I was really looking forward to Summer Glau’s guest spot on Dollhouse, but I was kind of disappointed with her character.  She played a mentally unstable, super-smart programmer with a grudge.  She did a great job at playing the character, I just think they could have come up with a better character for her.  I was half expecting her to play a doll because of how well she’s played characters like River Tam in Firefly, but maybe that’s exactly why they didn’t make her an Active — because everyone was expecting her to be one.

My favorite part of this episode, though, was Victor imprinted with Topher’s personality.  He did such a good job and getting all of Topher’s mannerism and his voice even sounded eerily similar.  It was just hilarious to see Victor acting in that way when we are so used to seeing it in Topher.  And then to have them interact with each other and recognize that they are the same person, it was really funny.

Even though I am sad that Dollhouse has been cancelled, I still can’t wait to see what Joss Whedon has up his sleeve for the last few episodes.  I’m not sure exactly how many episodes there are left, but I’m really excited to see how Joss Whedon uses the storyline and how they are going to end things with the Dollhouse.


1 Response to "Dollhouse: The Public Eye/The Left Hand"

I’m actually quite happy that Dollhouse is being canceled for a multitude of reasons I’ve mentioned in other places but I 100% agree that Victor playing Tofur was AMAZING, I was like, did they do a voice over or something? It felt like old school Whedon!
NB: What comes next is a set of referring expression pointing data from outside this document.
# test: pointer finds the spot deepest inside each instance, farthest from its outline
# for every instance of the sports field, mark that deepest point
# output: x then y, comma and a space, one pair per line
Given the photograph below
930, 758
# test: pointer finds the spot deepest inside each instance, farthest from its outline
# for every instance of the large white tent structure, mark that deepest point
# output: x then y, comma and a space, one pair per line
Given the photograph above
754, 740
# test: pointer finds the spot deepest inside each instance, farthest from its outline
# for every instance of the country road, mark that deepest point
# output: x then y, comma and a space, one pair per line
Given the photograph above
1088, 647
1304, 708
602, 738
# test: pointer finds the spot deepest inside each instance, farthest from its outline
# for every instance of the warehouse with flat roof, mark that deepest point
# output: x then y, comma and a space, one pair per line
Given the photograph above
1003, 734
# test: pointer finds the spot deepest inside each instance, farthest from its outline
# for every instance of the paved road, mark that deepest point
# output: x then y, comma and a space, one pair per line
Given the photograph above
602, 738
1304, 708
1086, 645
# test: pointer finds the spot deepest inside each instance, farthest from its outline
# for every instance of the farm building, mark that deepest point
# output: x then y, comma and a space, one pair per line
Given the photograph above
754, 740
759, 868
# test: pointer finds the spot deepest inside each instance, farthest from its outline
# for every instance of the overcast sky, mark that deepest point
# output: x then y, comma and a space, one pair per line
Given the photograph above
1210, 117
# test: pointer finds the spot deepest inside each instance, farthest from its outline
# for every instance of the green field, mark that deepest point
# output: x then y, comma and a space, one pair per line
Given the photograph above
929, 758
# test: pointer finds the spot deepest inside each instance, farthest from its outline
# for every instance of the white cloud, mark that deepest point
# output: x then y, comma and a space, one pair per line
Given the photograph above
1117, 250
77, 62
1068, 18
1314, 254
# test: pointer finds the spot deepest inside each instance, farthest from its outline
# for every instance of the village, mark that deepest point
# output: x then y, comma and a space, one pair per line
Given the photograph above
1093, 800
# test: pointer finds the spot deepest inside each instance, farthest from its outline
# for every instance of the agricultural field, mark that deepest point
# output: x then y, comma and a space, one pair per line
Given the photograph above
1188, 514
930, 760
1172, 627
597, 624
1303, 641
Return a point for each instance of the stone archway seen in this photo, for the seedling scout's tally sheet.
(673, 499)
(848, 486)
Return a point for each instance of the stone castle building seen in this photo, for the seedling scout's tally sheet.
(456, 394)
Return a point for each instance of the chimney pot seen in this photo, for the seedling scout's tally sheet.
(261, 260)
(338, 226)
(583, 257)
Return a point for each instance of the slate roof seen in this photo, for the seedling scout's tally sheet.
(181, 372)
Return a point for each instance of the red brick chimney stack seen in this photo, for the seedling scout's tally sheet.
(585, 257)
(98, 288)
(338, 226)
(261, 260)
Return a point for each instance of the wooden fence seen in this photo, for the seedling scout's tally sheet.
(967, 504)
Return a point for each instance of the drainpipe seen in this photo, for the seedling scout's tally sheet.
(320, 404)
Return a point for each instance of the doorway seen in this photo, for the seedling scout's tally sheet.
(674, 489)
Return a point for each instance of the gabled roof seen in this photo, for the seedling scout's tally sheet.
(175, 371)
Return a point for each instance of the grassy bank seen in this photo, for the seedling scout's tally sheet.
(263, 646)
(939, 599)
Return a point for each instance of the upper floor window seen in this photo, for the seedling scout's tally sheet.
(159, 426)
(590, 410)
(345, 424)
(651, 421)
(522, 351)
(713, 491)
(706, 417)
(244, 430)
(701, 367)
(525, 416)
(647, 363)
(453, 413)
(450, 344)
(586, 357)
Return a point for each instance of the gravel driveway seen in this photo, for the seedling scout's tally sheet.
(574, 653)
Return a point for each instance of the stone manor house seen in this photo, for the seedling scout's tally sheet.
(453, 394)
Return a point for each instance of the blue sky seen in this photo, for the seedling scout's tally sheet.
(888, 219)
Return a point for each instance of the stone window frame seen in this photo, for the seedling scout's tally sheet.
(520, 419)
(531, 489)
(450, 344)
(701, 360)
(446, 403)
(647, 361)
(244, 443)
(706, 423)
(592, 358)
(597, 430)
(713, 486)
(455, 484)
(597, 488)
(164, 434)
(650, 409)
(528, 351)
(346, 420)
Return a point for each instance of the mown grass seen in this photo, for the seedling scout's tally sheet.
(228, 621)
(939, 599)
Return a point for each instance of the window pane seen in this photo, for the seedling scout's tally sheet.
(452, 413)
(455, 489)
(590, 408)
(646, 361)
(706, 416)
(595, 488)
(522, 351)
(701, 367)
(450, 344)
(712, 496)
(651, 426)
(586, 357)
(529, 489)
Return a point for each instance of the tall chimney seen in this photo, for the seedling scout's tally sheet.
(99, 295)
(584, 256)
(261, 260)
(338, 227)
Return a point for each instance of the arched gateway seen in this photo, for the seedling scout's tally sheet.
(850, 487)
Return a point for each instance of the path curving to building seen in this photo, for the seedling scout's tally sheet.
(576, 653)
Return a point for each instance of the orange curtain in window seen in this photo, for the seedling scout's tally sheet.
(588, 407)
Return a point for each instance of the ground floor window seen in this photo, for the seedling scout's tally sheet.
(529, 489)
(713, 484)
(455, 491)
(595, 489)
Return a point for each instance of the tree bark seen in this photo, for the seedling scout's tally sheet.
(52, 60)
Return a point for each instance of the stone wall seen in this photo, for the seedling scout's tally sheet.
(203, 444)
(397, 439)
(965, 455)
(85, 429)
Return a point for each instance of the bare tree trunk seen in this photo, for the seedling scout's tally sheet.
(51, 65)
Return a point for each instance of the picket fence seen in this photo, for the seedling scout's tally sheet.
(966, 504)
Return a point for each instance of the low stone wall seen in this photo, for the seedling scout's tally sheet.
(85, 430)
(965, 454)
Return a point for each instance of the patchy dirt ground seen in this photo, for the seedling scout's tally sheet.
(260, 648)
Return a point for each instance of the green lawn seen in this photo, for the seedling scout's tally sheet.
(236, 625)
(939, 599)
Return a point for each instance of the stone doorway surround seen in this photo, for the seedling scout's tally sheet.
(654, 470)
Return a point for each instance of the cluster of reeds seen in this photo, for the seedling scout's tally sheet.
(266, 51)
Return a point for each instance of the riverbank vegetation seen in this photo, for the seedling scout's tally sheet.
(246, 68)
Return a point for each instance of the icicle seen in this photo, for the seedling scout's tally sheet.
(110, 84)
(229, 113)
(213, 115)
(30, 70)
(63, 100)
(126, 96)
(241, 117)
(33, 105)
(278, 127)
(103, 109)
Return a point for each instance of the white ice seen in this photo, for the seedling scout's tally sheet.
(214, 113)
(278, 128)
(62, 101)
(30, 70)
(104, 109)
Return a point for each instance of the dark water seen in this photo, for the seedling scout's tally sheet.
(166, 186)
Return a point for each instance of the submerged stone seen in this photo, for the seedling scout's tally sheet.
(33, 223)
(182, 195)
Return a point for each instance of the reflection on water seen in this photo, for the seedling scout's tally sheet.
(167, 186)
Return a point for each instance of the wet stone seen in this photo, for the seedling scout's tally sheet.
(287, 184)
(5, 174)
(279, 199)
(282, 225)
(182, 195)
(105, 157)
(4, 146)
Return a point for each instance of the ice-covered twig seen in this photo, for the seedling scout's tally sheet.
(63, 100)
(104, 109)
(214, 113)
And also the line “I think my bad guys are better then her bad guys” was quite smart.

I feel like the second season is full of uncritical violence against women that is masked in a “I’m saving her and it’s for her own good” narrative which is exceedingly frustrating and these last two episodes were full of it again.

Last thought, I have difficulty with the sympathy towards the the LA dollhouse because as Echo said, they are “bad guys”, they might have some empathy for a few of their dolls but ultimately they are still running this brothel, I think the show is so structurally flawed from the beginning that I don’t know if it could be redeemed even if Whedon had full creative control.